Dans ce contexte, l'ambition de «modernisation» économique, de lutte contre la corruption, et le penchant libéral affichés depuis son élection en 2008 par le président Dmitri Medvedev semblent relégués au second plan.
3 commentaires
  • Kris13104 - Inscrit 6 octobre 2011 10 h 36

    Vladimir le Terrible....

    L'histoire de la Russie/URSS démontre une constante absolue depuis le 15ème siècle: l'autocratie du pouvoir. Chaque peuple à son génie politique, peut-être que le peuple de Russie a besoin de cette référence, même tempérée par des formes de démocratie.
    Quant au regret de l'URSS, c'est quand même la période pendant laquelle le pays/sous-continent est passé tès rapidement de l'obscurité d'un pays moyen-âgeux au statut de grande puissance mondiale, avec des progrès considérables en matière d'éducation, de santé, de confort.
    Certes, au regard des critères occidentaux de démocratie et de mode de vie, on évoquera les goulags, la dictature du parti unique, le faible niveau des salaires, la pression politique centrale, mais les résultats ne peuvent être éludés- «les faits sont têtus»-.
    De plus, malgré la faiblesse des revenus, chaque citoyen pouvait faire des études supérieures s'il en avait la capacité (même si c'était pour être ensuite récupéré par le système), avoir un emploi et manger à sa faim, bénéficier d'une cohésion sociale, ce qui n'était plus le cas après la libéralisation du pays. La nostalgie se justifie donc et le retour de V. Poutine à la présidence du pays ne va pas modifier ce sentiment.

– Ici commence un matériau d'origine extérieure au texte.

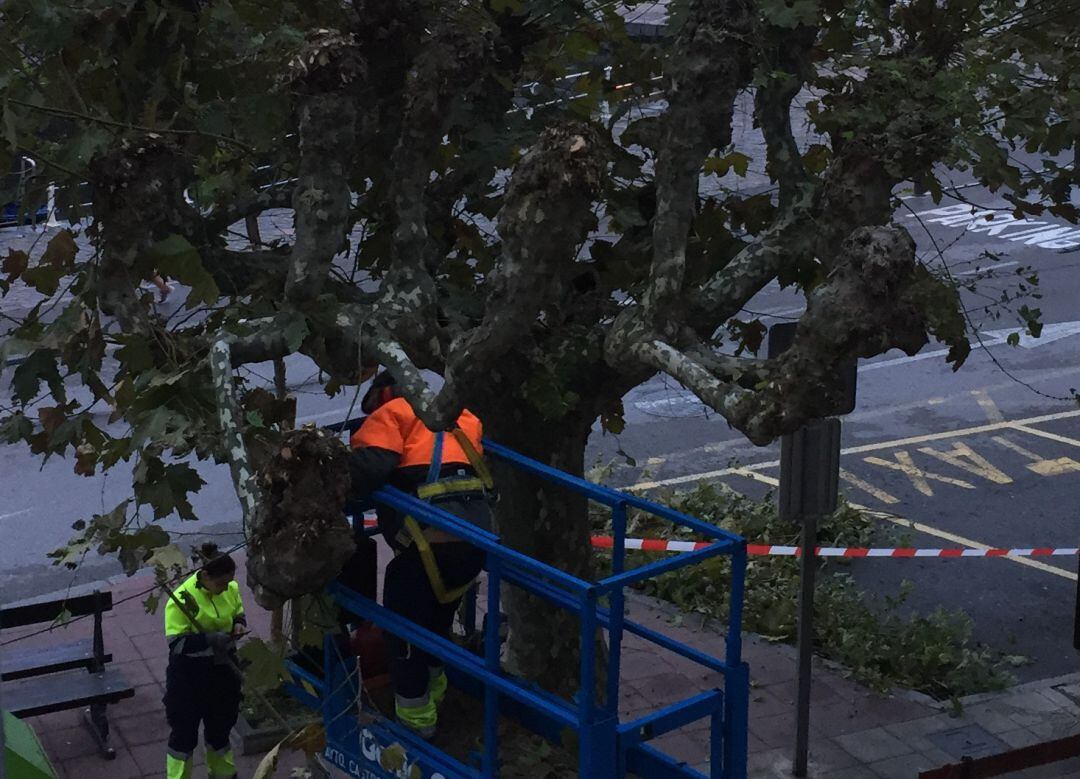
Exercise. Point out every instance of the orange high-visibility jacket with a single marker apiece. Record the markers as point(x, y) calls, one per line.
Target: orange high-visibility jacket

  • camelot - Inscrit 6 octobre 2011 13 h 55

    Lenninisé

    Il fallait voir Poutine lors de son discours où il s'est fait flatter par le premier ministre. Rides effacées, sourcils épilés, botox sur les lèvres, on croirait voir le frère d'Anne-Marie Losique. Mais il a mieux : les thanathologues qui ont gardé Lénine comme une statue de cire vieille de cent ans.

  • oscar Fortin - Inscrit 7 octobre 2011 08 h 06

    Poutine rebienvenu

    Je suis bien content de voir Poutine reprendre la Présidence de la Russie. C'est un homme au leadership fort qui saura faire un contrepoids politique aux ambitions guerrières de Washington et de l'OTAN. Il m'inspire plus confiance que tous les visages qui se trouvent sur la photo du dernier G8.